Question

The sum of terms of an A. P is 136,the common difference 4,anf last term 31 find n?

Answer 1

Answer:

8

Step-by-step explanation:

Given,

Sum of 'n' terms of an A.P(S_n) = 136

Common difference(d) = 4

Last term(l) = 31

To Find :-

value of 'n'

How To Do :-

As they given the value of last term(l) we need to substitute in the formula of 'n' term of an A.P then we will get one equation with first term(a).

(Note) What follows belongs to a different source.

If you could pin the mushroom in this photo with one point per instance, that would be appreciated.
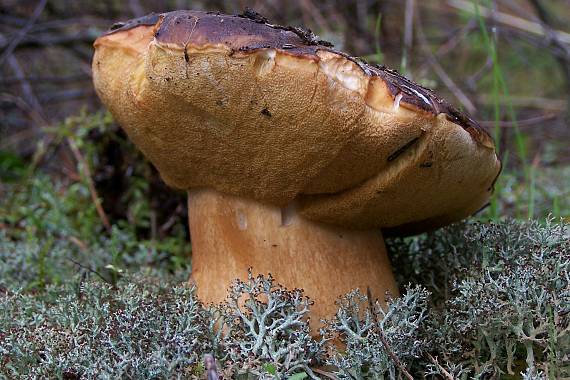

We need to substitute the value of 'a' in the formula of sum of 'n' terms of an A.P after by simplifying we will get the value of 'n'.

Formula Required :-

Sum of 'n' terms of an A.P :-

$S_n=\dfrac{n}{2}[2a+(n-1)d]$

'n' term of an A.P :-

$a_n=a+(n-1)d$

Solution :-

Last term = 31

→ 31 = a + (n - 1)4

31 = a + 4n - 4

a = 31 - 4n + 4

a = 35 - 4n

[ Let it be equation - 1]

$136=\dfrac{n}{2}[2a+(n-1)4]$

[∴ S_n = n/2[2a + (n - 1)d]

Substituting value of 'a'

$136=\dfrac{n}{2}[2(35-4n)+4n-4]$

136 × 2 = n[70 - 8n + 4n - 4]

272 = n [66 - 4n]

272 = 66n - 4n²

4n² - 66n + 272 = 0

2( 2n² - 33n + 136 ) = 0

2n² - 33n + 136 = 0

2n² - 16n - 17n +  136 = 0

2n(n - 8) - 17(n - 8) = 0

(n - 8) (2n - 17) = 0

→ n = 8 , 17/2

∴ n = 8 because the value of 'n' can'nt be fractional.